The Western Mystique

The Western Mystique

Can humor cross cultural boundaries?

By

Originally published on metropolis.co.jp on August 2009

The intern at my office, Emiko, is one of the brightest young women around. She attends the super-elite Tokyo University and has a keen interest in an international career. She hopes to go to graduate school abroad, and she often uses our lunch break as an opportunity to quiz me about life overseas. Yet recently, she’s been having trouble wrapping her head around a particular intricacy of Western behavior.

Japanese culture is renowned for being difficult for foreigners to understand. Everyone has had encounters with things like tatemae and honne, uchi and soto or wabi and sabi. These things are, supposedly, so quintessentially Japanese that Westerners will spend a lifetime before we can even begin to comprehend them. But cultural differences are a two-way street. There is something so wholeheartedly Western, so acutely occidental, that it baffles even the most cosmopolitan residents of Japan: good old fashioned stone-faced sarcasm. Deadpan humor just doesn’t cross the intercultural divide. Witness a case in point:

Recently, my friend Gabe had had a long day at the office. After spending ten hours enduring the constant berating of his bucho, he escaped his white-collar prison and stopped at a sushi restaurant on the way home, hoping to nurse his pride back to health with plates of shrimp and salmon. As he plopped the first bit of maguro into his mouth, he noticed that the Japanese man sitting next to him had begun to stare. As their eyes met, the man, with astonishment on his face, exclaimed, “You use chopsticks so well!”

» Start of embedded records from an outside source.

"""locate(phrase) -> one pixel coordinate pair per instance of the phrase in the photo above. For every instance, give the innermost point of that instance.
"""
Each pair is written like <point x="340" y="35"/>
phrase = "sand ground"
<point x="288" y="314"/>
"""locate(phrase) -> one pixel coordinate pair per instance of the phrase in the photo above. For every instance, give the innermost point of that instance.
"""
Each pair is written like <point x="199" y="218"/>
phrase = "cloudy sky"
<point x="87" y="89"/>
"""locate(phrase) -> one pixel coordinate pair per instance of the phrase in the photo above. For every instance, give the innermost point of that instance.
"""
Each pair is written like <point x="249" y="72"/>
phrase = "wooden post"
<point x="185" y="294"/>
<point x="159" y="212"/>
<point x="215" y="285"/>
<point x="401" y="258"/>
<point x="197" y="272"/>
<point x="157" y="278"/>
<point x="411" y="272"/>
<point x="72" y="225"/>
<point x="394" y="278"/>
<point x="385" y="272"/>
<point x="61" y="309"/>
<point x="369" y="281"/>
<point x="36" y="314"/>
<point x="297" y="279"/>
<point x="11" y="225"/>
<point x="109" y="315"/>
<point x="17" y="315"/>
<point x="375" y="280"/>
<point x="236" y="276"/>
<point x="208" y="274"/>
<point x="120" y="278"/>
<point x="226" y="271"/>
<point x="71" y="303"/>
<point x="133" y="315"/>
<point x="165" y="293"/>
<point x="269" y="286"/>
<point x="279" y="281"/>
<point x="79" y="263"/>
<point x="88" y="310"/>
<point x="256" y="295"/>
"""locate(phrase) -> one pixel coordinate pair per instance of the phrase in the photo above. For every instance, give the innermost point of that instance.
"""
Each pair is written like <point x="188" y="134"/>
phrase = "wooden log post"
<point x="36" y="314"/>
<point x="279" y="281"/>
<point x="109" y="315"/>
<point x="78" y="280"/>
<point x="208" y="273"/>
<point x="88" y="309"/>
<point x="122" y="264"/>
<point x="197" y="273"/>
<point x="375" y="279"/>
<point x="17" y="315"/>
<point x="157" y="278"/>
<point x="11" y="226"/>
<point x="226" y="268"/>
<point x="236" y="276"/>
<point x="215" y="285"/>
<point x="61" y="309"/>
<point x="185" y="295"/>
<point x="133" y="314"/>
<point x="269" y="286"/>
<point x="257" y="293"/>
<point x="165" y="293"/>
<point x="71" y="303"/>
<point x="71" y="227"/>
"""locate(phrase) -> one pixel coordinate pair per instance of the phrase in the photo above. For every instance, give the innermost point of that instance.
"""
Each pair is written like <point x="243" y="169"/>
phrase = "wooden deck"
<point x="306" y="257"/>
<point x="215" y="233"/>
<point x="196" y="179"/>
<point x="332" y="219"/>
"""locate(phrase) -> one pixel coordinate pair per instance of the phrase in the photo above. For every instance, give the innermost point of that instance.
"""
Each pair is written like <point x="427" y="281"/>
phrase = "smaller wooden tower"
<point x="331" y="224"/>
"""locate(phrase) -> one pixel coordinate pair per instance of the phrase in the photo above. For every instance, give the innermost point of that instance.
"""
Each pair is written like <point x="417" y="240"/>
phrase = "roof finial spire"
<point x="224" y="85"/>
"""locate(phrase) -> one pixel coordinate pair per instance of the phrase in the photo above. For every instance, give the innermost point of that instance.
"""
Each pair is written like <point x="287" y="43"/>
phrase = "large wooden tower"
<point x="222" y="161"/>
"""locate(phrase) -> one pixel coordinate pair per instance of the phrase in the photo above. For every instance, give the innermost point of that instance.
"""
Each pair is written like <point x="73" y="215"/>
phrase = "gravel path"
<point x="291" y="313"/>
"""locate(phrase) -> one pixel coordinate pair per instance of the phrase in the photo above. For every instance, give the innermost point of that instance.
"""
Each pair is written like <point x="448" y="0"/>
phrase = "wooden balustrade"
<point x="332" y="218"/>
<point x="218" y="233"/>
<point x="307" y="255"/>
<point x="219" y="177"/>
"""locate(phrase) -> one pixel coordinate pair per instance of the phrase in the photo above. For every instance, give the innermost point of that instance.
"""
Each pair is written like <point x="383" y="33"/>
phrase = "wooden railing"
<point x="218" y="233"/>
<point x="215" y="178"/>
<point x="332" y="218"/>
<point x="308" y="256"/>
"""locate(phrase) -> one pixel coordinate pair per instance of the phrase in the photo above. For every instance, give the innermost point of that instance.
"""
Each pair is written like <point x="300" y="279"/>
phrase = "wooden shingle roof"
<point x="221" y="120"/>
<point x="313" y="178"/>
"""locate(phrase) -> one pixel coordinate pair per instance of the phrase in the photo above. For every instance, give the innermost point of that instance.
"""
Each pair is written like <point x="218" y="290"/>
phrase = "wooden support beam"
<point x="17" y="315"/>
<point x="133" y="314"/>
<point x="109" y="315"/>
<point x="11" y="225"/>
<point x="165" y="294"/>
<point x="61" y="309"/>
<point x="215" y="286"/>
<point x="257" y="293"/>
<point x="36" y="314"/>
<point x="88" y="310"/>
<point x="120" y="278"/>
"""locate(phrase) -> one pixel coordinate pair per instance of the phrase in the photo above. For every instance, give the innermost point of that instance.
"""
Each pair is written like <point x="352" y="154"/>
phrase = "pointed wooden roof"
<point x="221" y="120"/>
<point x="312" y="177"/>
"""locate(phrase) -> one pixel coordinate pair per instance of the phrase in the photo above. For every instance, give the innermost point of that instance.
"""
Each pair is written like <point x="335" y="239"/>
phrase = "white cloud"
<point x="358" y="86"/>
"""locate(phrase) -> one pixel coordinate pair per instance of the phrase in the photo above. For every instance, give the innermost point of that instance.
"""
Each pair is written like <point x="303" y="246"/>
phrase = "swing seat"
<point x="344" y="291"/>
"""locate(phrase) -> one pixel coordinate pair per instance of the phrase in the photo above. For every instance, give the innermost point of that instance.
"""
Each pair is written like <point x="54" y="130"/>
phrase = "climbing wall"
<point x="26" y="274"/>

Now, if you’re like most Western residents of Tokyo, you’ve heard this exclamation approximately 10 bazillion times. Gabe is no exception. This time he decided to have some fun with his dinner companion.

“Of course I’m good at chopsticks,” he replied with a straight face. “It was my major in college.”

Gabe waited a beat for the man to burst out laughing. It didn’t happen. Instead, his companion froze. Then, in one swift motion, he snatched his coat and check from the counter and bolted, fleeing the freaky foreigner who had researched cutlery in college. Far from succeeding at making a friend, Gabe’s humor had possibly guaranteed that this poor Japanese man would never talk to any Caucasian ever again, for fear of having to converse with someone whose life revolved around sporks.

Illustration by Shane Busato

Illustration by Shane Busato

For the past couple of weeks, this one example has become the centerpiece of the lunch break with Emiko. Every time I tell the story, it both confuses her and makes her all the more determined to solve the longstanding puzzle.

“But why would he say that? There’s no reason,” she protests.

“Well, he was just being silly, trying to have a little fun,” I say.

“But no normal person would major in chopsticks!”

“Well, right, that’s the joke.”

“How is that funny?”

This pattern of conversation tends to repeat itself, as I grope at possible ways to explain why the concept of a college education focused on being able to consume food is humorous. Emiko gets tired of my poor performance as a cultural ambassador and moves on to more practical matters.

“Well, what should the man have said?”

“Huh?”

“What’s the right response in that situation?”

At this, I was dumbstruck. Is there a correct response to that situation? As I thought it over, Emiko pulled out her ruled notebook and five-color pen, ready to record the answer.

“I guess you could just say, ‘No way!’ Or maybe you could—” Emiko’s hand immediately became a blur as she took down my words in neat, precise cursive. “Hey, look, that’s not really the correct answer,” I quickly added. “You could say a lot of things. You could be sarcastic in response and say, ‘Me too,’ or, ‘Wow, you must be a genius.’”

Emiko’s pen stopped and she fixed me with a critical gaze. “But what’s the right response?” she demanded.

“Well, I kind of like the genius comment, but that’s just…” Emiko clicked the red ink into position, crossed out what she had written, and then proceeded to write the new answer in immaculate lettering. This is when I decided that lunch was over.

Now, please don’t misunderstand me. I don’t mean to suggest that the Japanese are incapable of appreciating humor, or that Tokyo University is full of stiffs (although we all know a few such folk). On the contrary, many Japanese comedians are hilarious, and actors like Beat Takeshi or Hitoshi Matsumoto certainly know how to use irony. However, when it comes to deadpan humor, there’s something that just doesn’t translate. Which brings me to the question I can never solve: what is the correct response to the chopstick compliment?